Society problems

One of the main obstacles to retirement savings: education costs

A quarterly tracking survey of experienced investors finds education costs have a significant impact on young investors’ ability to save for retirement, but legislative relief may be coming soon.

According to E*TRADE results from the latest wave of Morgan Stanley’s StreetWise, the number one reason millennials and Gen Z investors make early withdrawals from their retirement savings account is to pay for their studies.

When asked if they had ever withdrawn money from a 401(k) or IRA before age 59½, 49% of respondents under age 34 indicated that they had done it. The main reason for doing so was to pay tuition, closely followed by a medical emergency:

  • education (20%)
  • medical emergency (19%)
  • make a major purchase (18%)
  • become unemployed (15%)
  • spend on me or my family (11%)
  • spend on holidays (7%)

Similarly, when asked about the top barriers impacting their personal ability to save for retirement, healthcare costs (65%) topped this question, but nearly two-thirds of young investors (63 %) also cited tuition fees or repayment of student loans.

However, these young investors are still focused on saving for retirement, as access to a pension plan was cited as the most important benefit a potential employer could offer, but they are also looking for help with scholarship fees. In this case, Morgan Stanley’s E*TRADE found that more than 4 in 10 young investors (41%) said that education reimbursement was one of the top three benefits an employer could offer beyond the job. traditional health insurance:

  • pension plans (61%)
  • non-health insurance (e.g. life, legal and auto) (60%)
  • education reimbursement (41%)
  • in-office or digital financial wellness seminars (32%)
  • student loan refinance (29%)
  • benefits for commuters (26%)
  • discounts for gyms (21%)

“Rising education costs have been an ever-present challenge, so it’s no surprise to see the toll it’s had on young investors,” notes Mike Loewengart, chief investment strategy officer. at Morgan Stanley’s E*TRADE. “While it can be tempting to dip into retirement savings when retirement is long, young investors are losing the power to capitalize.
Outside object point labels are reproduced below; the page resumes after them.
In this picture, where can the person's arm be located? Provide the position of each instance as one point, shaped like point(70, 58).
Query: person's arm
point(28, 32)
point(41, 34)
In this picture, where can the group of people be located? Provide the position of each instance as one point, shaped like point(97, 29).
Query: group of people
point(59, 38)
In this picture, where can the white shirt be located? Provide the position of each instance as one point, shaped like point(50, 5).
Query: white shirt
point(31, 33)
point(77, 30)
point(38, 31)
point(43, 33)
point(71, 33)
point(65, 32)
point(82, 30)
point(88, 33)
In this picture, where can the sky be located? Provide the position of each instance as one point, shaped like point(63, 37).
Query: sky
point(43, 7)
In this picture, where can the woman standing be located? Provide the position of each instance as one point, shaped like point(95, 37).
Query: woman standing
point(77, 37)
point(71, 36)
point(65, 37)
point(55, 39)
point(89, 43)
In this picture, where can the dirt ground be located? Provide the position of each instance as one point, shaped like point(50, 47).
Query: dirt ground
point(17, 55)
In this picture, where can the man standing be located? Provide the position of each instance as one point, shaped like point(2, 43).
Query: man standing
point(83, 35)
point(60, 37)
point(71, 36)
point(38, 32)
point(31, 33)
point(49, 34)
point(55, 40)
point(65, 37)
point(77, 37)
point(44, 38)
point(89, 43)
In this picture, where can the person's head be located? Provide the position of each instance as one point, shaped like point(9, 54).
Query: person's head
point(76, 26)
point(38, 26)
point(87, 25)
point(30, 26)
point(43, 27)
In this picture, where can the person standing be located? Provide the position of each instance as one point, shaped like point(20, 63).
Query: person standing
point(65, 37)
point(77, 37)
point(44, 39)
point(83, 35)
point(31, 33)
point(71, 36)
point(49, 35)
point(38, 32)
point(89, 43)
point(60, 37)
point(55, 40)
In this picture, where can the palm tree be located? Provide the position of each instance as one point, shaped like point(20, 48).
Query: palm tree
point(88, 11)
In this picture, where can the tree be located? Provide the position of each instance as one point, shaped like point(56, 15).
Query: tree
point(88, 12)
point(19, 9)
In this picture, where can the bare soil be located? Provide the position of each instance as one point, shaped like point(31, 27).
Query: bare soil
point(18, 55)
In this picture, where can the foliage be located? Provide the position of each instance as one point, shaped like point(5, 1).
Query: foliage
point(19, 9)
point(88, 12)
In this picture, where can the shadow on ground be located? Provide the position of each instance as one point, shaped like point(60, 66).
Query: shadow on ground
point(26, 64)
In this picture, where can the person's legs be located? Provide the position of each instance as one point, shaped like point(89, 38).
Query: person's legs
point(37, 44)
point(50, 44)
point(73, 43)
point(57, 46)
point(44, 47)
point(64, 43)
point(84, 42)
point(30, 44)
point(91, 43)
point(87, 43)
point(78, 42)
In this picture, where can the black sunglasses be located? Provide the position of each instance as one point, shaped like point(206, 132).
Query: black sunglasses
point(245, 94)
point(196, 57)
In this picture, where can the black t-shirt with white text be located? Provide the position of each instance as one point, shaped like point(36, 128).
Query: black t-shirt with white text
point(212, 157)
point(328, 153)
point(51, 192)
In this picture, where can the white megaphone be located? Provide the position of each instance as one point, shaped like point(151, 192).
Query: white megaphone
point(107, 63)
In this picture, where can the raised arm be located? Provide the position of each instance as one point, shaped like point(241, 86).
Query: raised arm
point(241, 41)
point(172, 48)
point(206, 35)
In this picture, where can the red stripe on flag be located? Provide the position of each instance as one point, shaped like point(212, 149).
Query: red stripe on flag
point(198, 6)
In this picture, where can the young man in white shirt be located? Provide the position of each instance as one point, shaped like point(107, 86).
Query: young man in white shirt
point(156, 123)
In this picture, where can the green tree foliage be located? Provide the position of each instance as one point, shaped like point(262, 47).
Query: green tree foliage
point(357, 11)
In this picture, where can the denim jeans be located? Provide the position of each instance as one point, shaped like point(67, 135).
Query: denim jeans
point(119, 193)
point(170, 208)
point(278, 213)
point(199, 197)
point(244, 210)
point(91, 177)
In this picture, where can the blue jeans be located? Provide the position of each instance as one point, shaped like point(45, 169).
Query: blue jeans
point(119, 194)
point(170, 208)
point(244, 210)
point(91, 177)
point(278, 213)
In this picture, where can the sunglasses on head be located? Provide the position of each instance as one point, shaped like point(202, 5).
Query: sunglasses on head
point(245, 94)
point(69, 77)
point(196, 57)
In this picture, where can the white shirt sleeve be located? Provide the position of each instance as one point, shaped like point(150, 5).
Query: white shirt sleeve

Additionally, early withdrawals can come with penalties, so understanding the magnitude of the decision is key.

Soon the relief?

While it may not qualify as an “education refund” as noted above, relief may soon be coming to the legislative front when it comes to student loan repayments.
The SECURE 2.0 legislation passed by the House and the EARN law passed by the Senate Finance Committee include similar provisions allowing employers to provide matching contributions under 401(k) and other tax-advantaged retirement plans. employee student loan payments as if these payments were optional. reports.

The policy idea behind the proposals is to help employees who may not be able to save for their retirement because they are overwhelmed with student debt and therefore do not benefit from available matching contributions from their pension plans.

Employers would be allowed to make matching contributions under 401(k), 403(b), or 457(b) plans and SIMPLE IRAs with respect to qualifying student loan repayments for higher education expenses of the employee.

For the purposes of non-discrimination testing applicable to voluntary contributions, the legislation allows a plan to separately test employees who receive matching contributions on student loan repayments. The latest version of the legislation resolves an issue the American Retirement Association had identified regarding the impact this new retirement plan design feature could have with the Average Deferral Percentage (ADP) test applicable to 401(k) plans. ). Once this is resolved, small businesses will no longer have to worry that this benefit will jeopardize their pension plan tests.

One thing that will need to be resolved is that under the House’s SECURE 2.0 Act, the provision applies to contributions for plan years beginning after 2022, while the EARN Act provision would apply to contributions for with the regime years beginning after 2023. The House and Senate are expected to move to finalize the legislation later this fall with a year-end deadline for its passage.

The Morgan Stanley E*TRADE survey was conducted by Dynata from April 1-11, 2022, among a sample of 913 self-directed active investors who manage at least $10,000 in an online brokerage account. The under-34 dataset included 269 investors.